FraiseBec investit plus de 200 000 $ par année en recherche et développement sur des essais qui se font sur une quarantaine de variétés de fraises. «Il faut trouver la fraise de l'heure pour conserver notre fierté. Notre patron, c'est le consommateur. Si on ne fait pas ça, d'autres vont prendre la place. FraiseBec, c'est la fraise du Québec», déclare-t-il avec enthousiasme. Plus tôt dans l'entrevue, il avait dit ceci: «Moi, j'avais une vision de croissance.» C'est le genre de remarque qui fait sursauter sa soeur, qui considère pour sa part être déjà débordée de travail. Il faut dire qu'en plus des 150 travailleurs étrangers, FraiseBec embauche une centaine d'autres personnes, dont 35 de la région immédiate et les autres appartenant à des agences ou faisant de la sous-traitance. À partir de ce premier arpent de culture en 1978, M. Charbonneau a fait l'acquisition d'une ferme voisine et ce sont maintenant 160 arpents de sol ou 2,2 millions de plants qui sont en production de fraises et d'un peu de framboises.

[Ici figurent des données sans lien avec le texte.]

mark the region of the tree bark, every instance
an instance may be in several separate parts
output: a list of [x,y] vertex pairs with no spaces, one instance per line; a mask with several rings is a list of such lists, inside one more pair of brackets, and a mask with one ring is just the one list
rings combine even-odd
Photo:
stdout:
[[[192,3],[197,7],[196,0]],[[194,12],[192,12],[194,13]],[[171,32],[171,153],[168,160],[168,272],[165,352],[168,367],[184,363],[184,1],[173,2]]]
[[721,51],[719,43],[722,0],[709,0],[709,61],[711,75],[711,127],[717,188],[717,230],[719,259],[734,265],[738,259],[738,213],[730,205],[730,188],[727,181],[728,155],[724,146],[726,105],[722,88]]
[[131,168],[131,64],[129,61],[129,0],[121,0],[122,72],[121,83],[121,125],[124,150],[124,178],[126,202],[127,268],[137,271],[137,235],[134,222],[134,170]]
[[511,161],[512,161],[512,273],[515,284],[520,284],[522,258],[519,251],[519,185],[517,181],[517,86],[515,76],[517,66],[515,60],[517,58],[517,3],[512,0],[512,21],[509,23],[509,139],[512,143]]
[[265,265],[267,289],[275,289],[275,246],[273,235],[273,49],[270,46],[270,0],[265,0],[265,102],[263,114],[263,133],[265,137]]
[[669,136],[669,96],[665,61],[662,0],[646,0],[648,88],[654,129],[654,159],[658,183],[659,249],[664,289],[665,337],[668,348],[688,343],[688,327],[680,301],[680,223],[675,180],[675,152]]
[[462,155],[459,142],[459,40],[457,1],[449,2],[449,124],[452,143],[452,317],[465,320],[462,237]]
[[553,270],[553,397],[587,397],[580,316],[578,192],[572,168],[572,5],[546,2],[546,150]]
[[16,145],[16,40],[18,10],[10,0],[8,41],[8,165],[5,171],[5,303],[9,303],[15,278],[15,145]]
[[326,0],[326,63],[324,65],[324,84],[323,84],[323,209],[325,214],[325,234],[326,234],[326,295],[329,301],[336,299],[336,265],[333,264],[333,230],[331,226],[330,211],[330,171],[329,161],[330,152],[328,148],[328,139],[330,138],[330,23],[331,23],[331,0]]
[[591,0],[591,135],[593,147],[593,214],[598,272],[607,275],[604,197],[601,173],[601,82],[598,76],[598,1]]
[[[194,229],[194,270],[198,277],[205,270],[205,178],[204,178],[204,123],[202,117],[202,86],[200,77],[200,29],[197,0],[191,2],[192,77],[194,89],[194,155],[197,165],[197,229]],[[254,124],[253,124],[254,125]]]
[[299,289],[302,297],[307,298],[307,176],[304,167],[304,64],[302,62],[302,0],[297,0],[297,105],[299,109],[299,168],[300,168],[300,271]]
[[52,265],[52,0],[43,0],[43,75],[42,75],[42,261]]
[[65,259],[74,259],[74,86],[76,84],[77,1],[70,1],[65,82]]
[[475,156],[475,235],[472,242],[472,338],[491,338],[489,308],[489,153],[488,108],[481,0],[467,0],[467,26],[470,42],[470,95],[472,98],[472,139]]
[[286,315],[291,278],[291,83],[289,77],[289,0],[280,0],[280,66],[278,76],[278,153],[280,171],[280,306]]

En 2008, FraiseBec a généré un chiffre d'affaires de 7,4 millions, dont cinq millions provenant de ses propres champs de culture. Car M. Charbonneau est aussi un intermédiaire qui achète les fraises de 50 autres producteurs de fraises, mais aussi de producteurs de framboises, de bleuets, de mûres, de groseilles, de cerises de terre, de tomates en serre, etc. En fait, quand le temps des récoltes arrive, M. Charbonneau passe toutes ses nuits au Marché central, où il négocie, comme à la Bourse, les prix de vente de ses fraises, de celles achetées de plusieurs des 500 autres producteurs au Québec, ainsi que ceux des autres petits fruits. «C'est moi qui fais le prix de tous les petits fruits», dit-il, un prix qui monte ou qui baisse, selon l'offre et la demande. Le Marché central contribue pour deux millions au chiffre d'affaires. FraiseBec, qui a Sobeys comme plus gros client, vend ses produits à toutes les fruiteries du Québec, aux marchés publics et même aux kiosques de ferme qui, une fois leur propre production écoulée, se font acheteurs des fruits pour poursuivre leurs petites activités commerciales.